Nodia 26 de maio, membros de 92 comunidades guineenses reuniram-se na aldeia de Baladou Wongoenin para declarar o seu abandono coletivo e público da mutilação genital feminina (MGF) e do casamento infantil/forçado, através de canções, danças, sketches e da leitura de uma declaração aprovada por todas as comunidades nas línguas locais. Baladou Wongoenin situa-se no extremo sul da Guiné, perto das fronteiras com a Serra Leoa e a Libéria, uma região exuberante que abriga algumas das florestas tropicais mais bem preservadas da África Ocidental – muito distante, em todos os sentidos, da savana salpicada de baobás do Senegal, onde as primeiras aldeias declararam o seu abandono coletivo destas práticas em 1998.

A declaração na Guiné é a mais recente de um movimento crescente em toda a região no sentido de abandonar a mutilação genital feminina (MGF) e o casamento infantil ou forçado, com muitas comunidades, agora mais conscientes dos seus direitos humanos, da saúde e dotadas de competências de resolução de problemas adquiridas através do Programa de Capacitação Comunitária (CEP) da Tostan, a decidirem coletivamente pôr fim a estas práticas.

Um dos pontos fortes do CEP para alcançar tantos grupos diversos de pessoas (mais de 6.500 comunidades abandonaram publicamente estas práticas em sete países) é a sua adaptabilidade inerente à cultura local. O programa Tostan tem em conta que cada país, região, grupo étnico e aldeia é único, razão pela qual as aulas são sempre ministradas na língua local das comunidades por um facilitador recrutado do mesmo grupo social que os participantes. Estes facilitadores são formados para apresentar os conceitos universais de direitos humanos, higiene e saúde, literacia, matemática e sessões de gestão de projetos do programa de uma forma culturalmente relevante para os participantes, com base nos seus conhecimentos, tradições e experiências de vida existentes.

Por exemplo, em muitas aldeias do sul da Guiné, os membros mais idosos da comunidade desempenham o papel de guardiões da cultura e da tradição. Os facilitadores e os membros do Comité de Gestão Comunitária (CMC) reconheceram a importância do seu papel no movimento de abandono e garantem que estes participem em todos os diálogos e decisões tomadas pelas comunidades em matéria de direitos humanos e saúde.

O sucesso do CEP em inspirar a mudança social, desde as florestas tropicais da Guiné até ao deserto da Mauritânia, levou a Tostan a lançar uma nova campanha – Mudança Geracional em Três Anos. Esta campanha irá ampliar a implementação do CEP e de novos módulos inovadores através de parcerias com 1.000 comunidades em toda a África Ocidental, que, por sua vez, irão divulgar os conhecimentos adquiridos a mais 1.000 «comunidades adotadas» – ajudando a Tostan a ter um impacto positivo na vida de cerca de 1,6 milhões de pessoas.

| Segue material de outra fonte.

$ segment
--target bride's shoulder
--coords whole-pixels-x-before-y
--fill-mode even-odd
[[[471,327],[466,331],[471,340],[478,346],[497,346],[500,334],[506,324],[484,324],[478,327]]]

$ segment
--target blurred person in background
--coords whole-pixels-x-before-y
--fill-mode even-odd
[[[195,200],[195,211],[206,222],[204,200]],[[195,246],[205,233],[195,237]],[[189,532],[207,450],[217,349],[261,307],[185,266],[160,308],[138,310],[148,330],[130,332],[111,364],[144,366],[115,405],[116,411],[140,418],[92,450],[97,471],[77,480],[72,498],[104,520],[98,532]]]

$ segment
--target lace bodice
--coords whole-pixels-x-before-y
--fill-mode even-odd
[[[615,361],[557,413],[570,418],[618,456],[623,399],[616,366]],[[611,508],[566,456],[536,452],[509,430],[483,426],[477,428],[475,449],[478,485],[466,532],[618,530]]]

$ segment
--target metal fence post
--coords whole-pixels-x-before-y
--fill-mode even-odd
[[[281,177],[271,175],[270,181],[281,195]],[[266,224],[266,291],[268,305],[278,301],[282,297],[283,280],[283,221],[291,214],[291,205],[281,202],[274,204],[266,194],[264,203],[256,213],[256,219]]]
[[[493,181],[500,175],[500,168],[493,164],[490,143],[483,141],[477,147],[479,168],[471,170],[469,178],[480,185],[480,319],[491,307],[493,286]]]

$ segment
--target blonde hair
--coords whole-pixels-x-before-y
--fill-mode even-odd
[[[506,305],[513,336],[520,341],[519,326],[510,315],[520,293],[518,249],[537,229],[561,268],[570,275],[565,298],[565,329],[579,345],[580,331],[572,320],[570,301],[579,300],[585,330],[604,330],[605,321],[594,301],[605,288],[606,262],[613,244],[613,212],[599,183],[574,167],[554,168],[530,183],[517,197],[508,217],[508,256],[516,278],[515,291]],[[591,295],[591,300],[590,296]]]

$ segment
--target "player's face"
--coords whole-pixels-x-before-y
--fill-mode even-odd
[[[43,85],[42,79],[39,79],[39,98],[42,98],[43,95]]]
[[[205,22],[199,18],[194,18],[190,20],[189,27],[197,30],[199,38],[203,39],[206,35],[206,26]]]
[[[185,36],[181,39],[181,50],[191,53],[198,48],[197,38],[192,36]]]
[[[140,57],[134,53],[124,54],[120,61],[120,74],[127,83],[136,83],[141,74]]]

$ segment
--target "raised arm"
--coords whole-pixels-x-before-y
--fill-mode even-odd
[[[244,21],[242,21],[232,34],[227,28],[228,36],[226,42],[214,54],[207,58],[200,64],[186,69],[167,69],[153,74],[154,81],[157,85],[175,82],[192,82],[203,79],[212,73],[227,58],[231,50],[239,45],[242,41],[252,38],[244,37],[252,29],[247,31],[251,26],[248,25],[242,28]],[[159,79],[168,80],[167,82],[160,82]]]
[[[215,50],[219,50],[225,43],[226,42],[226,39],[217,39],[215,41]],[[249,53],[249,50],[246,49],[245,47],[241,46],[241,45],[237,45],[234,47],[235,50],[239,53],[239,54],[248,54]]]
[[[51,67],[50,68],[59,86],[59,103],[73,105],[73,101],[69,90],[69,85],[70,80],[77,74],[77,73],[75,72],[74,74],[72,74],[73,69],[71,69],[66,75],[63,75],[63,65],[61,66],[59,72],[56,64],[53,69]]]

Ao estabelecer parcerias com 1 000 comunidades simultaneamente em toda a região, o programa irá beneficiar-se dos conhecimentos adquiridos pela Tostan sobre como ocorre a mudança social e como comunidades e grupos interligados difundem amplamente novas ideias através das suas redes sociais. Esta campanha servirá como um importante impulso para aproveitar o crescente dinamismo no sentido de pôr fim à mutilação genital feminina e aos casamentos infantis/forçados em toda a região.  Para além da declaração na Guiné, estão também previstas declarações importantes no Mali, na Gâmbia e no Senegal este mês. 

Devido à natureza holística do programa da Tostan, a campanha contribuirá também para criar as bases de um desenvolvimento liderado pela comunidade em toda a região, ajudando comunidades inteiras a adquirir conhecimentos e competências que lhes permitam alcançar os objetivos que elas próprias identificaram para as suas comunidades nas áreas da saúde, educação, governação, ambiente e crescimento económico.  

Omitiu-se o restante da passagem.